Rules of Divisibility
When factoring algebraic expressions so you can solve equations, you need to understand the rules of divisibility to be able to pull out the greatest factor. Also, common factors are needed when reducing algebraic fractions. The rules of divisibility help you to find the common factors and change the algebraic expressions so that they’re put in a more workable form.

Divisibility by 2: A number is divisible by 2 if the last digit in the number is 0, 2, 4, 6, or 8.

Divisibility by 3: A number is divisible by 3 if the sum of the digits in the number is divisible by 3.

Divisibility by 4: A number is divisible by 4 if the last two digits in the number form a number divisible by 4.

Divisibility by 5: A number is divisible by 5 if the last digit is 0 or 5.

Divisibility by 6: A number is divisible by 6 if it is divisible by both 2 and 3.

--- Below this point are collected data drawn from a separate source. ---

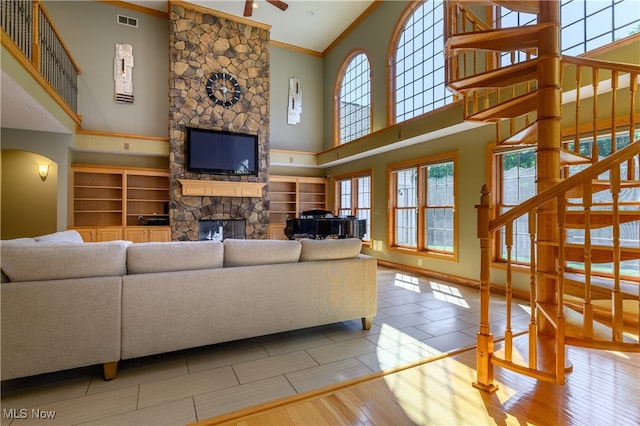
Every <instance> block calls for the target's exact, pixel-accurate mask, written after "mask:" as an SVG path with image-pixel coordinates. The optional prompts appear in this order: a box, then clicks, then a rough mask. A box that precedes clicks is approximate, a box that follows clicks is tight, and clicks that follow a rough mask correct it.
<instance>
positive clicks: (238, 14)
mask: <svg viewBox="0 0 640 426" xmlns="http://www.w3.org/2000/svg"><path fill="white" fill-rule="evenodd" d="M284 1H285V3H287V4H288V5H289V7H288V8H287V10H285V11H282V10H280V9H278V8H277V7H275V6H273V5H271V4H269V3H267V2H266V1H265V0H255V3H256V4H257V6H258V7H257V8H256V9H254V10H253V15H252V16H251V17H250V18H246V19H250V20H253V21H256V22H260V23H262V24H267V25H271V40H275V41H279V42H282V43H287V44H290V45H293V46H297V47H302V48H304V49H310V50H313V51H317V52H322V51H324V50H325V49H326V48H327V47H329V45H330V44H331V43H332V42H333V41H334V40H335V39H336V38H337V37H338V36H339V35H340V34H342V33H343V32H344V30H346V29H347V28H348V27H349V25H351V23H352V22H353V21H355V20H356V19H357V18H358V16H360V15H361V14H362V12H364V11H365V10H366V9H367V8H368V7H369V6H370V5H371V4H372V3H373V0H284ZM127 3H134V4H137V5H140V6H144V7H148V8H150V9H156V10H161V11H167V2H166V1H154V0H137V1H135V0H134V1H127ZM186 3H192V4H195V5H198V6H202V7H206V8H208V9H212V10H218V11H220V12H224V13H226V14H229V15H235V16H239V17H243V13H244V4H245V0H189V1H187V2H186ZM243 18H244V17H243Z"/></svg>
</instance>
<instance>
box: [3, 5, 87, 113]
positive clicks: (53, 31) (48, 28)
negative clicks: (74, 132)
mask: <svg viewBox="0 0 640 426" xmlns="http://www.w3.org/2000/svg"><path fill="white" fill-rule="evenodd" d="M0 22H1V23H2V29H3V31H4V32H5V34H6V36H8V38H9V39H11V40H12V41H13V43H14V44H15V46H16V47H17V49H18V50H19V51H20V52H22V53H23V54H24V56H25V58H26V59H27V60H28V61H29V62H31V63H32V64H33V65H34V66H35V68H36V69H37V70H38V71H39V72H40V74H41V75H42V77H44V79H45V80H46V81H47V82H48V83H49V85H50V86H51V88H52V89H53V90H54V91H55V92H56V93H57V94H58V95H59V96H60V98H61V99H62V100H63V101H64V102H65V103H66V104H67V106H68V107H69V108H70V109H71V110H72V111H73V112H74V113H77V112H78V110H77V107H78V74H79V73H80V72H79V68H78V66H77V65H76V63H75V62H74V61H73V58H72V57H71V55H70V54H69V51H68V49H67V48H66V47H65V45H64V43H63V42H62V39H61V38H60V36H59V35H58V33H57V32H56V30H55V27H54V26H53V25H52V23H51V20H50V19H49V16H48V15H47V12H46V10H45V9H44V8H43V7H42V4H41V3H40V2H39V1H31V0H1V1H0Z"/></svg>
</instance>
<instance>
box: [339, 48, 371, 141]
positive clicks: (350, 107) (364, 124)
mask: <svg viewBox="0 0 640 426" xmlns="http://www.w3.org/2000/svg"><path fill="white" fill-rule="evenodd" d="M345 65H346V66H345V67H343V68H342V70H343V71H342V72H341V76H342V78H341V81H340V84H339V94H338V96H337V102H336V103H337V105H336V110H337V122H338V137H337V141H338V143H339V144H343V143H347V142H349V141H352V140H354V139H358V138H359V137H362V136H364V135H367V134H369V133H370V132H371V67H370V65H369V58H368V57H367V55H366V54H365V53H363V52H354V53H352V54H351V55H350V56H349V57H348V58H347V60H346V61H345Z"/></svg>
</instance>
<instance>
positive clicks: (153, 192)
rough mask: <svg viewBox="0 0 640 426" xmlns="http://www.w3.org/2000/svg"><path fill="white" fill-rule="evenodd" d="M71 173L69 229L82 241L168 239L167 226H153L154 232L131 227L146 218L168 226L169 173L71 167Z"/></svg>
mask: <svg viewBox="0 0 640 426" xmlns="http://www.w3.org/2000/svg"><path fill="white" fill-rule="evenodd" d="M71 171H72V179H71V180H72V183H71V185H72V212H71V220H72V223H71V227H70V228H72V229H77V230H78V231H79V232H80V233H81V234H82V236H83V239H84V240H85V241H105V240H112V239H123V238H125V237H126V236H128V235H130V236H135V237H136V238H133V239H135V240H136V241H138V240H141V241H138V242H143V241H156V240H159V239H160V240H167V239H168V237H167V236H170V233H171V231H170V228H169V227H168V226H153V228H154V232H140V228H136V229H134V228H133V227H139V226H141V225H144V224H145V223H147V221H148V220H149V219H156V220H157V219H158V218H167V223H168V217H169V215H168V212H167V205H168V203H169V171H168V170H158V169H141V168H140V169H138V168H136V169H133V168H121V167H105V166H94V165H72V166H71ZM127 227H131V229H129V231H131V232H128V231H127ZM146 228H152V227H151V226H149V227H146ZM136 231H137V232H136Z"/></svg>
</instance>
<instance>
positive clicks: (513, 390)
mask: <svg viewBox="0 0 640 426" xmlns="http://www.w3.org/2000/svg"><path fill="white" fill-rule="evenodd" d="M384 380H385V383H386V385H387V386H388V388H389V390H390V391H391V392H392V393H393V395H394V398H395V400H396V402H397V403H398V404H399V405H400V406H401V407H402V409H403V410H404V412H405V413H406V414H407V415H408V416H409V417H410V418H411V419H412V420H413V421H414V422H415V423H416V424H421V425H425V424H434V423H435V424H469V419H474V422H475V424H522V423H521V422H518V419H517V418H515V417H514V416H512V415H510V414H508V413H507V412H506V411H507V410H505V409H503V404H504V403H505V402H506V401H508V400H509V399H511V398H513V397H514V396H516V395H517V393H518V392H517V391H516V390H514V389H511V388H509V387H508V386H506V385H504V384H503V383H499V389H498V391H497V392H496V393H495V394H486V393H484V392H483V391H480V390H478V389H475V388H473V387H472V382H473V381H475V380H476V372H475V370H474V369H473V368H470V367H468V366H467V365H465V364H464V363H462V362H459V361H456V360H454V359H452V358H446V359H444V360H440V361H438V362H433V363H428V364H425V365H423V366H421V367H419V368H414V369H409V370H405V371H402V372H399V373H397V374H393V375H387V376H385V377H384ZM464 386H468V392H460V389H464ZM525 424H526V423H525Z"/></svg>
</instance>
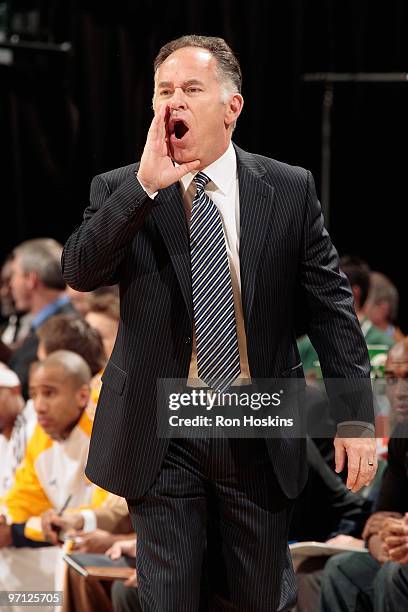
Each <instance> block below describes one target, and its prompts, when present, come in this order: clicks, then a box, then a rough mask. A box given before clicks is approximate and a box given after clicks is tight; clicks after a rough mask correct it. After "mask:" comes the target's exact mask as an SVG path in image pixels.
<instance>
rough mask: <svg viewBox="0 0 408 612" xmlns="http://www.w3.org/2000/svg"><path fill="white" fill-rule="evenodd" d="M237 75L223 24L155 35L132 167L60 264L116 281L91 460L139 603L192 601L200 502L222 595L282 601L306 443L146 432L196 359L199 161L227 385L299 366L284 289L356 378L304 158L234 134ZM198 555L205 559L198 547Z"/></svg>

Divisibility by 8: A number is divisible by 8 if the last three digits form a number divisible by 8.

Divisibility by 9: A number is divisible by 9 if the sum of the digits of the number is divisible by 9.

Divisibility by 10: A number is divisible by 10 if it ends in 0.

Divisibility by 11: A number is divisible by 11 if the sums of the alternate digits are different by 0, 11, 22, or 33, or any twodigit multiple of 11. In other words, say you have a sixdigit number: Add up the first, third, and fifth digits — the odd ones. Then add the digits in the even places — second, fourth, and sixth. Then subtract the smaller of those totals from the larger total, and if the answer is a multiple of 11, the original number is divisible by 11.

Divisibility by 12: A number is divisible by 12 if the last two digits form a number divisible by 4 and if the sum of the digits is divisible by 3.